Bieg bardzo fajny, trasa trudna, bardzo urozmaicona - a przez to ciekawa. Biegło mi się bardzo dobrze, wynik też był satysfakcjonujący - chyba się przestawię na przełaje :)
Jeśli to był bieg "ostatniej szansy" dla organizatorów, to jak dla mnie zdali egzamin. Wprawdzie ceremonia dekoracji dłużyła się w nieskończoność (a miałem ważne powody by się szybko wydostać z biegu), panował też spory bałagan z nagrodami... Ale sam bieg i trasa - bardzo mi się podobały. |
|
| | | |
|
| 2011-08-22, 08:36
Ocena Biegu:
- bardzo wymagajaca trasa i to jest na plus i to duzy
- minus to cholerni rowerzysci !!! czlowiek biegnie zaj****y maja cala droge i widza ze zawodnicy biegna udeptana sciezka z boku drogi to nie nie zjada na kocie-lby bo po co ? zal.pl
- minusem mysle bylo brak dodatkowego punktu z woda na okolo 4-5 km (przy tej pogodzie),
- na minus orgow - wyciag z regulaminu na maratonypolskie.pl: "Wnoszona przy zapisie opłata wynosi 10 zł, za co każdy uczestnik otrzyma na mecie napój, kiełbaskę i podczas dekoracji medal i dyplom z historią biegu oraz będzie uczestniczył w losowaniu nagród" - tj. medal i dyplom - dyplom okej, a medal to mial byc ten kapsel ? sory ale cos nie tak... mysle ze nie nie tylko ja wolal bym zaplacic o dyche wiecej a ten medal pamitkowy miec... z koszulka palszesc...

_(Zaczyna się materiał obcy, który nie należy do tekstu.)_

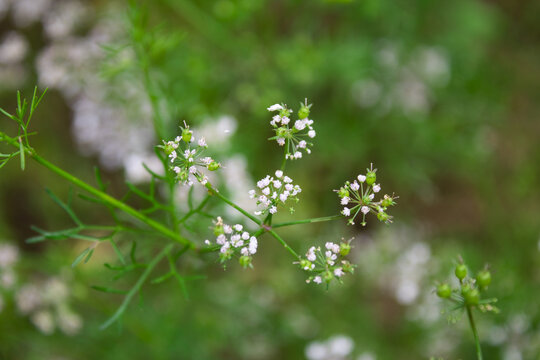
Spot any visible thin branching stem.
[272,215,343,228]
[466,306,482,360]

- minus dla orgow jak dekoracja o 17 to o 17 a nie o 17:48... chwala ze kolega byl uprzejmy tak bardzo i mnie podwiozl na pkp bo mialbym darmowe nocowanie we wroclawiu...

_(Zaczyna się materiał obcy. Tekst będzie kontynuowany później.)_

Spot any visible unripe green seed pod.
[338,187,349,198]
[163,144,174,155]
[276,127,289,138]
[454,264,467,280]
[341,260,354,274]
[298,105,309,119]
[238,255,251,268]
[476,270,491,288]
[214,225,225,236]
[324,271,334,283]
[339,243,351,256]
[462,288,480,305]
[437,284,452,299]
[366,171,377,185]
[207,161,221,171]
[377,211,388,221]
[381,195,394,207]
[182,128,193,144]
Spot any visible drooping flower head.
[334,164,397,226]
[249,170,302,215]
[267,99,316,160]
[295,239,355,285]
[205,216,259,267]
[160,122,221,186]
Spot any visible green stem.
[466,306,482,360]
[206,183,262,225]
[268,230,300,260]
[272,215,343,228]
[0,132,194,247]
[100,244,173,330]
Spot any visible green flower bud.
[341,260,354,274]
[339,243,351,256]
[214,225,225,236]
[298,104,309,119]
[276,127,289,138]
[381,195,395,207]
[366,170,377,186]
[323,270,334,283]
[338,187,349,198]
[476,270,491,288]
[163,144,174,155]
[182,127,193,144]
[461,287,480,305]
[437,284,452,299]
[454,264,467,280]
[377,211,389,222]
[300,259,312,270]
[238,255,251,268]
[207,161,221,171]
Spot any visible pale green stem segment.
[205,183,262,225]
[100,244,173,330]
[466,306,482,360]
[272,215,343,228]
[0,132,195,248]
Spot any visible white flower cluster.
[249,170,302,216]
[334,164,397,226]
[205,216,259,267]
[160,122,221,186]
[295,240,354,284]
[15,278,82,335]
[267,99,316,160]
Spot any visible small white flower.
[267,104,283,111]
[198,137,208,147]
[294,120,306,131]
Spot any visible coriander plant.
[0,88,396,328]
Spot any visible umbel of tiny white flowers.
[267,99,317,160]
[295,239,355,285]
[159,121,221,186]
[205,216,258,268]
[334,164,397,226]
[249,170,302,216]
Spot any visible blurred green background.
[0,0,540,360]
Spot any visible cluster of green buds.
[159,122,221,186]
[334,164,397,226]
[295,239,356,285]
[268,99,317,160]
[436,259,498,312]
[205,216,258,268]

- plus dla orgow - PRYSZNICE !!!! i duzo wody na mecie !!!
-minus dla pogody - slonce zabijasz.... :-) pzdr. |
|
| | | |
|
| 2011-08-22, 12:57
Kilka dni przed biegiem zapytałem e-mailowo Maćka, czy na mecie wszyscy otrzymają medal. Odpowiedział, że wszyscy dostaną po biegu medale lub koszulki. Czyżby niedługo przed zawodami org, nie wiedział, że nic z tego nie będzie?
I niech mi nikt nie mówi, że biega się tylko dla biegu a szmatławe koszulki lub badziewne medale są nic nie znaczącymi dodatkami (takie opinie były we wcześniejszych watkach). Dla mnie są to pamiątki, które chcę mieć skoro były obiecane.
Pobiec treningowo, bez medalu, mogłem sobie koło domu i wróciłbym kilka godzin wcześniej, bo na tej imprezie - po biegu - organizatorzy opóźniali wszystko co się dało.
By przeprowadzić losowanie nagród, miały być zdane numery startowe, tylko że nikt o tym nie wiedział, prócz kilku osób.
Zamiast rozdania dyplomów była totalna przepychanka, każdy szukał na własną rękę, bo organizatorzy w tym czasie przenieśli się w inne miejsce, gdzie dokonywali losowania.
Oczywiście wylosowany a nieobecny odpadał, tylko że wielu wylosowanych było przy szarpaninie z dyplomami i nie wiedzieli, że jest losowanie. Mnie udało się dorwać dyplom i załapałem się na szklanki, za które jestem wdzięczny losowi, bo żona by mnie poćwiartowała za tak długą nieobecność a szkłem zatarłem złe wrażenie. Wracałem z buta, bo było późno a auto wysłałem, by odwiozło kolegę na PKP.